AIMS: To present challenges and considerations for the development of a decision analytic model for evaluating the cost-effectiveness of adjuvant nivolumab compared with surveillance in patients with high-risk muscle-invasive urothelial carcinoma (MIUC) after radical resection.
METHODS AND RESULTS: Alternative approaches related to both structural assumptions and data sources are presented to address challenges and data gaps, as well as discussion of strengths and limitations of each approach. Specifically, challenges and considerations related to the following are presented: (1) selection of a modeling approach (partitioned survival model or state transition model) given the available evidence, (2) choice of health state structure (three- or four-state) to model disease progression and subsequent therapy, (3) modeling of outcomes from subsequent therapy using tunnel states to account for timedependent transition probabilities or absorbing health states with one-off costs and outcomes applied, and (4) methods for modeling health-state transitions in a setting where treatment has curative intent and available survival data are immature.

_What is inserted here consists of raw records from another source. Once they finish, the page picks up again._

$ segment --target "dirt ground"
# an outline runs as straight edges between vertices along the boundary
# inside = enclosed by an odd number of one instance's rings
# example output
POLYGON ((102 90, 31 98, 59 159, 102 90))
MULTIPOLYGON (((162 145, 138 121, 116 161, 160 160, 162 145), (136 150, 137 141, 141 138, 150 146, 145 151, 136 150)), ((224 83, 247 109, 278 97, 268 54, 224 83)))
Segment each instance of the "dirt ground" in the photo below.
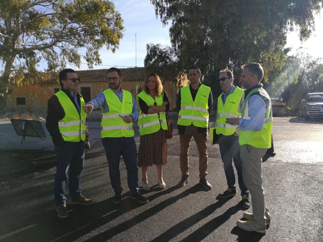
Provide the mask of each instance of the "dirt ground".
POLYGON ((0 150, 0 194, 55 166, 55 153, 0 150))

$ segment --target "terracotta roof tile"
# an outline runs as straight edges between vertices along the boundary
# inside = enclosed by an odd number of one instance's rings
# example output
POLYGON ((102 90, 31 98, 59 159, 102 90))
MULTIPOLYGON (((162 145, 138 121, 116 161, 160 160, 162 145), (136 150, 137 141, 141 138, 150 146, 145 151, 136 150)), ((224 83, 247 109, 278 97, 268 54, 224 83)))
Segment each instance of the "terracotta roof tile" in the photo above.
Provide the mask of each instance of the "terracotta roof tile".
MULTIPOLYGON (((143 81, 147 73, 144 67, 120 68, 124 81, 143 81)), ((81 82, 99 82, 106 81, 107 69, 77 71, 81 82)))

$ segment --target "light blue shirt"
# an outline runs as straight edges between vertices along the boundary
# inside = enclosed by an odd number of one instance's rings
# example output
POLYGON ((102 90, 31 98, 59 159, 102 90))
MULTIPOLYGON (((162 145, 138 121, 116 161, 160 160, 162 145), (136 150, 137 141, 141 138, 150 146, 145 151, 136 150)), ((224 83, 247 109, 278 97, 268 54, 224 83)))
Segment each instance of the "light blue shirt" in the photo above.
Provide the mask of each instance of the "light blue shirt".
POLYGON ((249 99, 250 119, 240 119, 239 128, 241 130, 259 131, 263 129, 264 116, 267 111, 265 101, 258 95, 253 95, 249 99))
POLYGON ((236 87, 233 85, 228 94, 226 93, 226 92, 225 92, 224 91, 223 91, 223 92, 222 93, 222 101, 223 101, 223 105, 224 105, 224 104, 226 103, 226 100, 227 100, 227 98, 228 98, 228 96, 229 96, 229 95, 230 93, 232 93, 233 92, 234 92, 234 89, 235 89, 236 87))
MULTIPOLYGON (((122 102, 122 98, 123 97, 123 92, 122 91, 122 89, 121 89, 120 92, 118 92, 115 90, 113 90, 112 89, 111 89, 113 92, 116 94, 120 101, 122 102)), ((131 96, 132 97, 133 106, 132 113, 131 113, 130 115, 133 116, 134 121, 137 121, 139 115, 139 109, 138 107, 138 106, 137 106, 136 100, 135 100, 134 98, 132 96, 132 95, 131 95, 131 96)), ((89 101, 88 103, 91 103, 93 105, 93 109, 97 108, 98 107, 101 107, 103 108, 103 112, 107 112, 110 110, 108 103, 106 102, 106 100, 105 99, 105 96, 104 96, 104 94, 103 92, 100 93, 95 98, 89 101)))

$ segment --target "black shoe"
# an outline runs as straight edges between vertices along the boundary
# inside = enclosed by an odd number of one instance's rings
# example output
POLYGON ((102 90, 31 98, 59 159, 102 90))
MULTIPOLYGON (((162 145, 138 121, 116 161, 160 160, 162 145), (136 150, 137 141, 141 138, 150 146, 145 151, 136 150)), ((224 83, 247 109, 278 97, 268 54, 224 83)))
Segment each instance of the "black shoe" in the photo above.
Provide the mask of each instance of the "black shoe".
POLYGON ((181 180, 180 180, 178 183, 177 184, 177 187, 178 187, 179 188, 182 188, 183 187, 184 187, 184 186, 185 186, 185 184, 187 184, 188 183, 188 177, 187 178, 185 178, 185 177, 182 177, 182 179, 181 179, 181 180))
POLYGON ((228 198, 229 197, 233 197, 236 196, 236 190, 231 189, 231 188, 228 188, 227 189, 224 193, 222 194, 219 194, 219 196, 220 198, 228 198))
POLYGON ((241 205, 245 208, 249 208, 251 206, 251 204, 249 201, 249 196, 248 195, 242 195, 242 200, 241 200, 241 205))
POLYGON ((208 183, 208 182, 207 182, 206 178, 200 179, 199 184, 201 184, 205 189, 207 189, 208 190, 212 189, 212 186, 209 183, 208 183))
POLYGON ((138 201, 139 203, 147 203, 148 201, 146 198, 141 195, 139 193, 135 193, 129 196, 129 197, 131 199, 135 199, 138 201))
POLYGON ((121 202, 121 198, 122 197, 122 191, 123 189, 121 188, 121 191, 120 193, 116 193, 115 194, 115 196, 112 199, 112 202, 113 203, 120 203, 121 202))

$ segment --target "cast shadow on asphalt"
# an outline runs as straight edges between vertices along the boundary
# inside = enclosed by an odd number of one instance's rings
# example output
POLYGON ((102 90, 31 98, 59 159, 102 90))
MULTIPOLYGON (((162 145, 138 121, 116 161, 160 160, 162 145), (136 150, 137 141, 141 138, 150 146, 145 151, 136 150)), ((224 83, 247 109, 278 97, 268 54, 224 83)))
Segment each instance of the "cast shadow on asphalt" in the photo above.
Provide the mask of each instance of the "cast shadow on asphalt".
MULTIPOLYGON (((149 201, 175 191, 178 188, 173 187, 147 197, 149 201)), ((106 240, 123 231, 132 228, 156 213, 162 211, 179 200, 184 199, 190 194, 194 194, 203 189, 196 185, 182 193, 171 197, 153 207, 146 210, 143 210, 141 213, 101 232, 87 241, 106 240)), ((130 200, 129 193, 123 195, 120 204, 114 204, 112 198, 100 202, 95 203, 88 206, 68 205, 69 217, 68 219, 60 219, 56 215, 53 209, 37 216, 31 215, 20 222, 8 225, 8 230, 4 234, 1 231, 0 241, 24 241, 28 238, 29 241, 72 241, 90 234, 96 229, 126 214, 142 205, 130 200), (15 232, 13 232, 15 231, 15 232)), ((217 209, 222 206, 229 200, 219 200, 194 215, 180 222, 174 227, 153 239, 154 241, 169 241, 172 238, 184 231, 201 219, 207 217, 217 209)), ((214 230, 228 220, 230 217, 241 210, 237 204, 230 208, 223 214, 219 216, 203 225, 193 233, 185 238, 183 241, 200 241, 214 230)), ((244 237, 244 233, 237 232, 238 236, 244 237)), ((246 234, 249 236, 250 233, 246 234)), ((243 240, 239 240, 243 241, 243 240)), ((257 241, 257 240, 252 240, 257 241)))
POLYGON ((305 117, 291 117, 289 121, 290 123, 298 123, 299 124, 322 124, 323 118, 314 117, 307 119, 305 117))

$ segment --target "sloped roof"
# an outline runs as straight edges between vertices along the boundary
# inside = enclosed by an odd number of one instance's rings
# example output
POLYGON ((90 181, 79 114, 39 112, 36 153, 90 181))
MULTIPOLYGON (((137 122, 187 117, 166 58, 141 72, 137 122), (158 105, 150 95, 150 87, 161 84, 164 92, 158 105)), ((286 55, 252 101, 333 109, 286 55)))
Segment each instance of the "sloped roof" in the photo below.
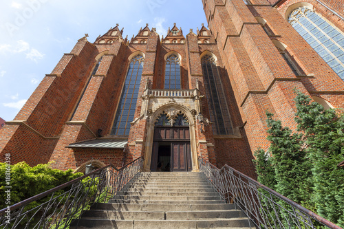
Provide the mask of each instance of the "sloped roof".
POLYGON ((124 149, 128 143, 126 140, 116 139, 94 139, 84 142, 69 144, 67 148, 103 148, 124 149))

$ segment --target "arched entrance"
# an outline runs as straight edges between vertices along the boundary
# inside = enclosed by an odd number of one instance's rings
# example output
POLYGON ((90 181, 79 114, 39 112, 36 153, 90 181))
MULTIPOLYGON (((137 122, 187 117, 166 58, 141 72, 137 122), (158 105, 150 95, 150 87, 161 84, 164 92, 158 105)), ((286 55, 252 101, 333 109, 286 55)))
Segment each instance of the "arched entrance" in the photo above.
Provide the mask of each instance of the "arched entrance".
POLYGON ((198 171, 194 111, 170 102, 149 117, 144 171, 198 171), (163 161, 163 165, 159 162, 163 161))
POLYGON ((190 130, 186 116, 164 111, 155 122, 151 171, 191 171, 190 130))

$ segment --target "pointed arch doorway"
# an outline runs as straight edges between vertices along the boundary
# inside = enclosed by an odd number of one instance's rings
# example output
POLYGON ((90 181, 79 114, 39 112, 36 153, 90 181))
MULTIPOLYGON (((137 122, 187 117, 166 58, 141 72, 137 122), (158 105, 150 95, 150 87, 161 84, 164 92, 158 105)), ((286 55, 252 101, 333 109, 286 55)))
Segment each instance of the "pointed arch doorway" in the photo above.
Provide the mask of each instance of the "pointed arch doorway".
POLYGON ((189 123, 181 111, 174 118, 162 111, 154 124, 151 171, 191 171, 189 123))

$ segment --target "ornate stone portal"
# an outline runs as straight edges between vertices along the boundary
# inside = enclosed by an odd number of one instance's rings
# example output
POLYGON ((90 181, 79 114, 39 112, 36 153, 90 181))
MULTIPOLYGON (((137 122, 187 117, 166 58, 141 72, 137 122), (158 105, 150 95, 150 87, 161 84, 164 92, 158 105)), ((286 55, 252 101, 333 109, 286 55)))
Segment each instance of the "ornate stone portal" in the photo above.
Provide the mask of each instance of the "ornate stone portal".
POLYGON ((147 136, 144 153, 144 170, 150 171, 154 126, 156 119, 163 112, 171 120, 182 113, 189 123, 190 143, 193 171, 198 171, 196 145, 195 116, 200 110, 200 95, 197 89, 191 90, 165 90, 147 89, 142 95, 141 117, 147 120, 147 136))

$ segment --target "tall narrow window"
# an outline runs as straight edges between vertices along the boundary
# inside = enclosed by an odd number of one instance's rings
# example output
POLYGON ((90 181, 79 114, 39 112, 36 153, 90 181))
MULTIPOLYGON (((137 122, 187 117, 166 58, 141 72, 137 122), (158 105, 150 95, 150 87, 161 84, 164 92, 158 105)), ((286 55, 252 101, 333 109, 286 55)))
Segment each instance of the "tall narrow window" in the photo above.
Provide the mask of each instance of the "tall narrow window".
POLYGON ((210 120, 214 122, 213 132, 215 135, 233 134, 226 95, 215 59, 206 54, 201 61, 210 120))
POLYGON ((93 69, 92 74, 91 76, 89 76, 87 83, 86 83, 86 86, 83 89, 83 93, 81 94, 81 96, 80 96, 79 100, 78 101, 78 103, 76 104, 76 107, 75 107, 74 111, 73 111, 73 114, 72 115, 72 117, 70 120, 72 120, 73 119, 73 117, 74 116, 75 112, 76 112, 76 109, 78 109, 78 107, 79 106, 80 102, 81 101, 81 99, 83 98, 85 91, 86 91, 86 89, 87 88, 88 85, 89 84, 89 81, 91 81, 91 78, 92 77, 93 75, 96 74, 96 72, 97 72, 98 68, 99 67, 99 65, 100 65, 100 62, 102 62, 103 56, 100 56, 99 60, 97 61, 97 63, 96 64, 96 66, 94 66, 94 68, 93 69))
POLYGON ((133 120, 144 58, 138 54, 131 58, 115 120, 111 132, 114 135, 129 135, 130 122, 133 120))
POLYGON ((305 6, 292 11, 288 20, 297 32, 344 80, 344 34, 305 6))
POLYGON ((164 89, 180 89, 180 60, 176 54, 172 54, 166 59, 164 89))

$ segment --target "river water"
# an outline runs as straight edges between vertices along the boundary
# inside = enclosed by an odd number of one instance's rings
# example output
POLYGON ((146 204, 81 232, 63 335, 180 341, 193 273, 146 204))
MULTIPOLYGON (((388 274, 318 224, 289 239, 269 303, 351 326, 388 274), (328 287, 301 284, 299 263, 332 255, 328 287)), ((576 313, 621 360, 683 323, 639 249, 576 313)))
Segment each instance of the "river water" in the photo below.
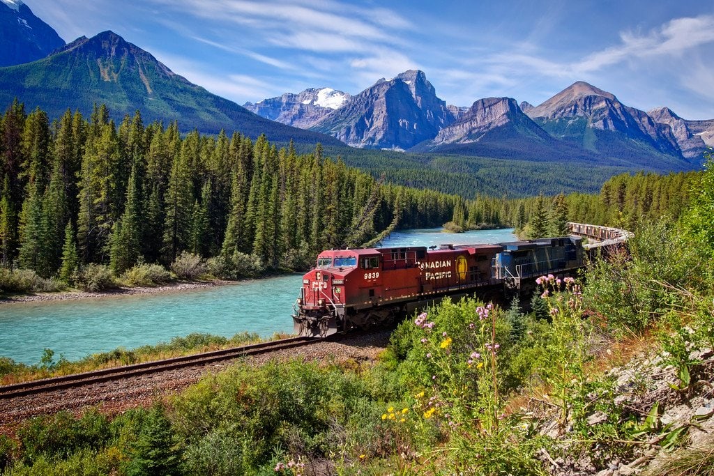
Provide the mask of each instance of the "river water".
MULTIPOLYGON (((430 246, 513 240, 513 229, 453 234, 441 229, 390 235, 382 246, 430 246)), ((0 356, 38 363, 45 348, 69 360, 118 347, 131 349, 175 336, 243 331, 291 333, 301 274, 159 294, 81 300, 0 303, 0 356)))

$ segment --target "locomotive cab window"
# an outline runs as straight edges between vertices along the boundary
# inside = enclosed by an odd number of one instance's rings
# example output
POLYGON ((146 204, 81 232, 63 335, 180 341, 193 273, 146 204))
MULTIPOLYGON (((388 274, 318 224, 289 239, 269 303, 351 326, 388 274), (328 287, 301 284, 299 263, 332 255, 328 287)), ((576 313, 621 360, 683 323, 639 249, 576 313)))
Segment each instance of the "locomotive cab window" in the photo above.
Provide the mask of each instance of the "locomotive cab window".
POLYGON ((354 256, 338 256, 335 258, 335 268, 353 268, 357 265, 354 256))
POLYGON ((376 268, 379 268, 379 257, 378 256, 370 256, 369 258, 363 258, 361 264, 362 265, 362 269, 374 269, 376 268))

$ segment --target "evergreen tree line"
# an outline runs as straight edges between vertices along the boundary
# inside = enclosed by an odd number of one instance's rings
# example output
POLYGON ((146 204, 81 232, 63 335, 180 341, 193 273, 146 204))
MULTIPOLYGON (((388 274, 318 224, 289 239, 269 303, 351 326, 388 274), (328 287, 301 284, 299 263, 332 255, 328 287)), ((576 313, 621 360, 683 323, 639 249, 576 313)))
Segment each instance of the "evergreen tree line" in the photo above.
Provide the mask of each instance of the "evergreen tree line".
POLYGON ((71 279, 89 263, 116 273, 183 252, 271 269, 309 265, 396 227, 436 226, 456 196, 385 185, 323 156, 255 141, 181 136, 176 122, 116 125, 106 106, 50 122, 16 101, 0 118, 0 261, 71 279))
POLYGON ((568 221, 636 230, 643 222, 665 217, 678 219, 695 195, 702 173, 623 173, 605 182, 598 194, 540 194, 516 199, 477 195, 455 204, 448 228, 460 231, 508 226, 519 236, 528 238, 567 235, 568 221))

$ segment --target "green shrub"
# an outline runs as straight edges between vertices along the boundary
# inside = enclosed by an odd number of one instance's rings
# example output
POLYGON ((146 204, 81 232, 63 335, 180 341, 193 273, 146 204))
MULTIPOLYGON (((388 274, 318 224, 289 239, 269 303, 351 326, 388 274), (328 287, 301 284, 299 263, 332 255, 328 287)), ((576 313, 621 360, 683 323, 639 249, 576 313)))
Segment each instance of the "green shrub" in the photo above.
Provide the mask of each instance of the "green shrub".
POLYGON ((33 418, 17 435, 23 460, 30 465, 40 457, 66 458, 81 449, 99 450, 110 436, 106 417, 97 412, 89 412, 79 420, 67 412, 33 418))
POLYGON ((450 233, 462 233, 466 231, 463 226, 453 221, 447 221, 443 225, 443 227, 444 231, 450 233))
POLYGON ((231 258, 238 278, 252 278, 263 272, 264 268, 261 263, 261 258, 255 255, 246 255, 236 251, 231 258))
POLYGON ((17 451, 15 442, 4 435, 0 435, 0 474, 10 466, 17 451))
POLYGON ((640 226, 628 242, 629 253, 598 259, 587 271, 587 307, 608 319, 610 330, 638 333, 681 303, 677 288, 702 287, 708 268, 695 247, 671 224, 640 226))
POLYGON ((254 278, 265 269, 259 258, 240 251, 236 251, 230 258, 216 256, 208 258, 206 265, 211 274, 221 279, 254 278))
POLYGON ((49 293, 64 288, 52 279, 45 279, 32 270, 0 268, 0 290, 11 293, 49 293))
POLYGON ((122 282, 128 286, 155 286, 168 283, 171 274, 157 264, 138 264, 121 275, 122 282))
POLYGON ((174 440, 174 430, 163 407, 154 405, 130 445, 125 472, 129 476, 178 474, 179 452, 174 440))
POLYGON ((66 460, 40 457, 30 465, 18 463, 8 476, 106 476, 119 474, 121 455, 116 448, 96 452, 80 450, 66 460))
POLYGON ((178 279, 196 279, 206 273, 207 269, 201 256, 186 251, 176 258, 171 268, 178 279))
POLYGON ((286 269, 306 271, 315 265, 315 253, 310 250, 307 243, 302 242, 299 248, 291 248, 285 252, 281 265, 286 269))
POLYGON ((243 446, 248 442, 229 429, 213 430, 188 445, 183 453, 187 475, 232 476, 249 472, 243 465, 243 446))
POLYGON ((116 285, 114 275, 106 265, 91 263, 79 272, 76 280, 77 286, 86 291, 96 293, 103 289, 116 285))

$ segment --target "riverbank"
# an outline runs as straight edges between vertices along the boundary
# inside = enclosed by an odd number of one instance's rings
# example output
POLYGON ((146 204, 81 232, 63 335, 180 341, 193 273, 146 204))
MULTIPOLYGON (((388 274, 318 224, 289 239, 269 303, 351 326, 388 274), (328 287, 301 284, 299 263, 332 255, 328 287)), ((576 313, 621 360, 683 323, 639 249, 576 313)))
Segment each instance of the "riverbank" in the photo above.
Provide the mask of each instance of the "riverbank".
POLYGON ((60 301, 84 299, 96 299, 98 298, 106 298, 107 296, 116 295, 151 295, 161 294, 166 293, 177 293, 181 291, 201 289, 205 288, 212 288, 213 286, 224 285, 226 284, 235 284, 243 280, 226 280, 215 279, 207 281, 177 281, 169 284, 159 286, 140 286, 130 288, 127 286, 119 286, 111 289, 106 289, 101 291, 90 292, 80 290, 71 290, 66 291, 56 291, 52 293, 36 293, 33 294, 17 294, 4 296, 0 298, 0 305, 4 304, 13 304, 19 303, 32 303, 38 301, 60 301))

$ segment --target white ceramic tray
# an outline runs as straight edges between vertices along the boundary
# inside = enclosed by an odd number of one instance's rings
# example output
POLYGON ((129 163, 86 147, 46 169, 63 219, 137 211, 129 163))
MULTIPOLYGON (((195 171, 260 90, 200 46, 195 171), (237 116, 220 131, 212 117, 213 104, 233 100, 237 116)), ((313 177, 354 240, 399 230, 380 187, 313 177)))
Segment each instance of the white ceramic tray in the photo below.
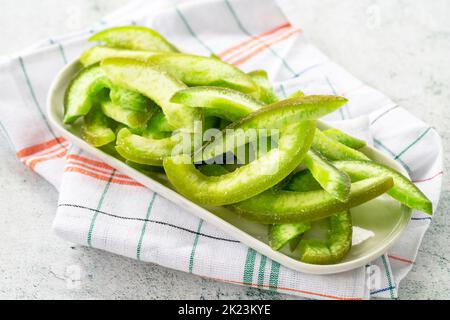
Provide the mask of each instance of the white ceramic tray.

CONCLUSIONS: Multiple considerations must be taken into account when developing an economic model for new, emerging oncology treatments in early lines of therapy, all of which can affect the model’s overall ability to estimate (quality-adjusted) survival benefits over a lifetime horizon. This paper identifies a series of key structural and analytic considerations regarding modeling of nivolumab treatment in the adjuvant MIUC setting. Several alternative approaches with regard to structure and data have been included in a flexible cost-effectiveness model so the impact of the alternative approaches on model results can be explored. The impact of these alternative approaches on cost-effectiveness results and validation of outcomes predicted by the model will be presented in two companion articles. Our findings may also help inform the development of future models for other treatments and settings in early-stage cancer.